Building AI Pipelines for African Digital Collections: Lessons from the Islam West Africa Collection
How do you make 26 million words of West African history searchable?
The Islam West Africa Collection spans six countries and comprises over 14,500 documents. Managing this digital database involves grappling with scale.
I recently discussed this challenge with the African Literary Metadata (ALMEDA) team at Uppsala University, at the invitation of Ashleigh Harris. In my talk, "Building AI Pipelines for African Digital Collections: Lessons from the Islam West Africa Collection", I mapped out four specific workflows that I have developed to manage this volume of data:
- OCR correction: Cleansing "noisy" text from newspaper scans to improve readability.

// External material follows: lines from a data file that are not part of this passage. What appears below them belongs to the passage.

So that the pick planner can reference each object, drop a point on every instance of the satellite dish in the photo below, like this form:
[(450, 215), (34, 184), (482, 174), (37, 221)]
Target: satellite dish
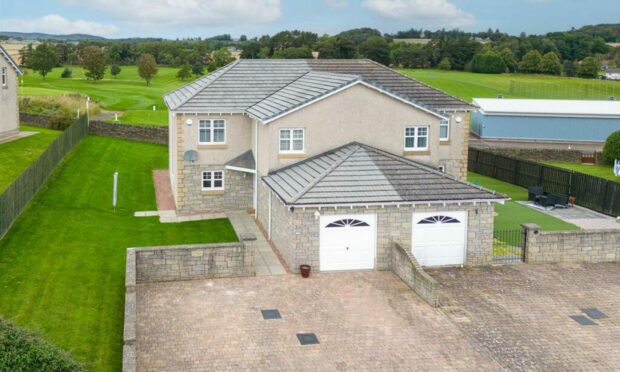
[(190, 155)]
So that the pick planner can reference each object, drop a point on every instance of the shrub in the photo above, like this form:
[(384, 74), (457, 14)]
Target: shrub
[(60, 122), (25, 351), (66, 73), (611, 151), (488, 63)]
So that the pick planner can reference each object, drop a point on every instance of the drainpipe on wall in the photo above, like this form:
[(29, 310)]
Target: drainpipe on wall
[(269, 218), (255, 194)]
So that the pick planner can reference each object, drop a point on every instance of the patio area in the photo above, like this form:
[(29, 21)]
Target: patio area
[(582, 217)]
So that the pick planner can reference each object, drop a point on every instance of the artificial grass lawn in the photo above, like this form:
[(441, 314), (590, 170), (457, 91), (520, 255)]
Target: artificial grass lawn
[(16, 156), (468, 85), (62, 265), (511, 215), (126, 93), (597, 170)]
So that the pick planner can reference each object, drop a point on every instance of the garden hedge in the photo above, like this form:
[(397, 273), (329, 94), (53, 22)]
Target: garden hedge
[(25, 351)]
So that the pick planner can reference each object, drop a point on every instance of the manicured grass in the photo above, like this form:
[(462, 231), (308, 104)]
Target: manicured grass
[(126, 93), (17, 155), (62, 265), (467, 85), (511, 215), (597, 170)]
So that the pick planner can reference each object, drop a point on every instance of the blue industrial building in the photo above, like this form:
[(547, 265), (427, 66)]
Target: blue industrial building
[(545, 120)]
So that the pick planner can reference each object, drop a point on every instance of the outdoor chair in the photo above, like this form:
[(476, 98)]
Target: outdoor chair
[(534, 192)]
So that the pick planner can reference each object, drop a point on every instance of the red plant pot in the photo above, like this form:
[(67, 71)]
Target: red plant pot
[(304, 270)]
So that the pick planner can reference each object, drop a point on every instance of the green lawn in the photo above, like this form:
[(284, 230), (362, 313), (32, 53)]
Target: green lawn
[(598, 170), (467, 85), (126, 93), (17, 155), (62, 265), (511, 215)]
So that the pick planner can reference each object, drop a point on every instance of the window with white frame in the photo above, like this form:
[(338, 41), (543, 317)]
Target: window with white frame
[(292, 140), (5, 77), (416, 138), (212, 131), (213, 180), (444, 130)]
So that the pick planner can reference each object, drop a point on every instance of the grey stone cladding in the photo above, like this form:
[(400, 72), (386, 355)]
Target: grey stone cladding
[(237, 193), (169, 263), (296, 234), (571, 246)]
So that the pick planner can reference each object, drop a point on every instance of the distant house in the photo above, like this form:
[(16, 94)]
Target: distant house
[(564, 122), (9, 111), (612, 74)]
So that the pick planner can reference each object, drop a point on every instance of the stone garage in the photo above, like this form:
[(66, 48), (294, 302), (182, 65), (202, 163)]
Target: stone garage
[(341, 210)]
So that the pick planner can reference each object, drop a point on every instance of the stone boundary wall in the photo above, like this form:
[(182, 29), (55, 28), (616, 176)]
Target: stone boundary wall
[(571, 246), (181, 262), (151, 134), (405, 266)]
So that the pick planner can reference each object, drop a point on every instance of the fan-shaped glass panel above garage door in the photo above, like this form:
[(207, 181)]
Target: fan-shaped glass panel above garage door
[(439, 239), (347, 242)]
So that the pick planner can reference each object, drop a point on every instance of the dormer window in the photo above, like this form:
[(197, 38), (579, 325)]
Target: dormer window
[(292, 140), (212, 132)]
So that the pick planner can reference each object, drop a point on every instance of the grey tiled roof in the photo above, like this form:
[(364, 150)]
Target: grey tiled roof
[(305, 89), (243, 85), (245, 160), (359, 174), (10, 60)]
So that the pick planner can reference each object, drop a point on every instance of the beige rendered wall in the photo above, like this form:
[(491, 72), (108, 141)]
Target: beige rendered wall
[(9, 112), (365, 115)]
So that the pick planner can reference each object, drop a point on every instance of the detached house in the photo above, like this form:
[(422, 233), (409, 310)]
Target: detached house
[(337, 159), (9, 111)]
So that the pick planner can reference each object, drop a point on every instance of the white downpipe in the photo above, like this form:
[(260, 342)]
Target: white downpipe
[(269, 218), (255, 196)]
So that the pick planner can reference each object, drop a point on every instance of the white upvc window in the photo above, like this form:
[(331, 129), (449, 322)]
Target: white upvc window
[(292, 140), (212, 131), (5, 77), (213, 180), (416, 138), (444, 130)]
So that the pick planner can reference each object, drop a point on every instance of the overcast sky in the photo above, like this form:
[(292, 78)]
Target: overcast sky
[(192, 18)]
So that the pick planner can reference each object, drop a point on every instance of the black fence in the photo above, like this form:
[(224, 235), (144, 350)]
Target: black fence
[(17, 196), (508, 246), (591, 192)]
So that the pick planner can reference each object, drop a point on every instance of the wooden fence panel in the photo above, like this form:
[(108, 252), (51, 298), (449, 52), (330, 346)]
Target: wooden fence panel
[(591, 192), (17, 196)]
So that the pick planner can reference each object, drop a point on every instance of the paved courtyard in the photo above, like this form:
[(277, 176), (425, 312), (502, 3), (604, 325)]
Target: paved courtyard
[(363, 321), (522, 313)]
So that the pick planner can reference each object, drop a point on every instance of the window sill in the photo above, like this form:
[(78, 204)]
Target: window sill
[(215, 146), (212, 192), (291, 155), (416, 152)]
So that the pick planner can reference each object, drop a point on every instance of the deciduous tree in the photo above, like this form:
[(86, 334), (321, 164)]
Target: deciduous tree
[(147, 67)]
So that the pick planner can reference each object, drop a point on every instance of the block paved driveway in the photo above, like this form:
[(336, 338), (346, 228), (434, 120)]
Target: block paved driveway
[(521, 313), (364, 320)]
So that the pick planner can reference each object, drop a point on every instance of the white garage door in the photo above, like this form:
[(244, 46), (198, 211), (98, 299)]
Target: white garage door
[(439, 238), (347, 242)]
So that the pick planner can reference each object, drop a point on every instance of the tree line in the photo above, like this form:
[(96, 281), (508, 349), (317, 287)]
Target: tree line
[(571, 53)]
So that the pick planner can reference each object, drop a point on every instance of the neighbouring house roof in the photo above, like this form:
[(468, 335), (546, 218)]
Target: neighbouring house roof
[(548, 107), (243, 161), (361, 174), (266, 86), (10, 60)]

- Text extraction: Deploying multimodal AI to interpret complex magazine layouts and handwritten notes.
- Named Entity Recognition (NER): Automating metadata to locate specific people, places, and organisations.
- Indexing: Building rich, searchable indices that open up entire publications to researchers.
We also raised a critical point: technology must not become a barrier. In order to meaningfully support African libraries, we must prioritise "minimal computing" and "digital sobriety". These approaches ensure that metadata workflows remain cost-effective and open source, rather than locking institutions into expensive, unmaintainable systems.
We also addressed the messy reality of the archive. Dealing with unstructured data, mixed languages, and irregular layouts requires tools that are not just powerful, but pragmatic.